王妃選びなど、その数多くある中の、たった一つでしかない。
「……俺はそんなの嫌だ。切り捨てた者を、見捨てるなんて」
「そうね。それはあなたの優しさでもあり、弱さでもあるわ」
けれどメイベルはそんな彼が好きだった。――だから、自分ではない誰かと一緒になっても、彼には幸せになってほしい。
「サイラス。私は大丈夫よ。あなたが思っているより、私はうーんと強いんですからね」
「……知ってる」
「でしょ? だからほら、もう明日には王都へ帰りなさい。
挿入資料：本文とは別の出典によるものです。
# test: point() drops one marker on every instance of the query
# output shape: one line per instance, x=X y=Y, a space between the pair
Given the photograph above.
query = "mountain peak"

シャーロット嬢もあなたの帰りを待っているはずよ」
メイベルはそう言って彼から離れようとした。けれど頬に添えられたメイベルの手を、サイラスは掴んだ。
「嫌だ。メイベル。帰るならおまえも一緒に――」
バンッ、という荒々しい音が聞こえ、メイベルとサイラスはぎょっとした。
「なんだよそれ! あんたどこまで図々しいんだよ!」
「こらやめろ!」
必死に行かせまいと押さえられていたヴィンスの腕を振り払い、レイフが飛び込んでくるようにメイベルとサイラスの身体を引きはがした。そしてキッと非難する眼差しを、今や隠そうともせず、はっきりとサイラスへ向けて大声で言い放ったのだ。